The U.S. Attorney’s Office for the Eastern District of Texas said in a statement Wednesday announcing the charges:

“Maczka, contrary to her campaign promises, supported and repeatedly voted for controversial zoning changes sought by Jordan ultimately allowing for the construction of over 1,000 new apartments in Richardson near Richardson neighborhoods.

 

“The indictment alleges that, in exchange, Jordan paid Maczka over $18,000 in cash and $40,000 by check, paid for over $24,000 in renovations to Maczka’s home, paid for Maczka’s luxury hotel stays and airfare upgrades, and provided Maczka lucrative employment at one of Jordan’s companies. According to the indictment, Maczka and Jordan failed to disclose to the public that they had coordinated to effect the zoning changes Jordan wanted and that Jordan had provided a stream of benefits to Maczka.”

As part of Jordan’s Palisades deal, Maczka authorized negotiation of a 25-year, 50-percent tax rebate of up to $47 million in infrastructure costs. Richardson taxpayers are on the hook for those costs regardless of the outcome of these prosecutions.

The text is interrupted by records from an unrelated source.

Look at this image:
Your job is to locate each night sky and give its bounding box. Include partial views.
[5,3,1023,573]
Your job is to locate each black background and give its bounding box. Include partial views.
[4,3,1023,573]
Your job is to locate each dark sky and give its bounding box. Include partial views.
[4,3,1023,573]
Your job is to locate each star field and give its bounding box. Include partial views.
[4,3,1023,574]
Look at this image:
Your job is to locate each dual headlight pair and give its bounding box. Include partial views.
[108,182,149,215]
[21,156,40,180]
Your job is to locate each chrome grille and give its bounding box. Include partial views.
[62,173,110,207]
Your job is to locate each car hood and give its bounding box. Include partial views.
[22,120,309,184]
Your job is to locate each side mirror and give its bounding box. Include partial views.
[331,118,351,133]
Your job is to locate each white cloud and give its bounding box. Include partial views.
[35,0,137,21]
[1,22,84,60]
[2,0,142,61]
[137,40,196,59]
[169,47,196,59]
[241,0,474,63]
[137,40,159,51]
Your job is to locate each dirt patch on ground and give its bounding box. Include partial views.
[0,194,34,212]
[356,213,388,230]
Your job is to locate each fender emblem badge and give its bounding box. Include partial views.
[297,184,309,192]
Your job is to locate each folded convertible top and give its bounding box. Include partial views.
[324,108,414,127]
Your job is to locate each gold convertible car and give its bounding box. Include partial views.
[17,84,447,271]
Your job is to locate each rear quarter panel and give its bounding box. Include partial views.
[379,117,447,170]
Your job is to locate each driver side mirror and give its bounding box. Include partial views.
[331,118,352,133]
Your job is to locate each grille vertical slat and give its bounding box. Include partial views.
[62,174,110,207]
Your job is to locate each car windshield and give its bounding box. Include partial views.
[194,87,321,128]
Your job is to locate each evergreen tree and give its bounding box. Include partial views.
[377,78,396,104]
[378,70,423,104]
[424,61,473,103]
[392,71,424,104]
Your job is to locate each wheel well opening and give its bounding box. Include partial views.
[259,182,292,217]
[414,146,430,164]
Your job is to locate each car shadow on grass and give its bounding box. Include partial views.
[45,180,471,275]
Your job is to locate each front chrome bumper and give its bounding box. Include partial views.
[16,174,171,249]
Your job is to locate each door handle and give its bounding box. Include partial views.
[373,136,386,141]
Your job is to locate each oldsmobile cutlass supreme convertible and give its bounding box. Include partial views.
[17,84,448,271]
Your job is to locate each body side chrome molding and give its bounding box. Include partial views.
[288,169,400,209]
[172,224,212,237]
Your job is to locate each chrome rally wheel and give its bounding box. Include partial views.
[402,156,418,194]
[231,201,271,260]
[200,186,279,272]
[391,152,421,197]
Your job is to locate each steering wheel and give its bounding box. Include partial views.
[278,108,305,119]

An investigation conducted by city officials in the spring of 2015 found no evidence that Maczka violated state laws or city ethics rules. But federal investigators uncovered private emails between Maczka and Jordan regarding the Palisades project, and found Maczka omitted gifts from Jordan on official government disclosure forms and made “false and misleading statements” to Richardson City Council and the Internal Revenue Service.

Maczka ran unopposed for a second term as mayor in the May 2015 election, but announced in April that she’d accepted a job with Jordan’s development company and wouldn’t take office once elected.

The Federal Bureau of Investigation is conducting the public corruption probe. If convicted, both Maczka and Jordan face up to 20 years in federal prison.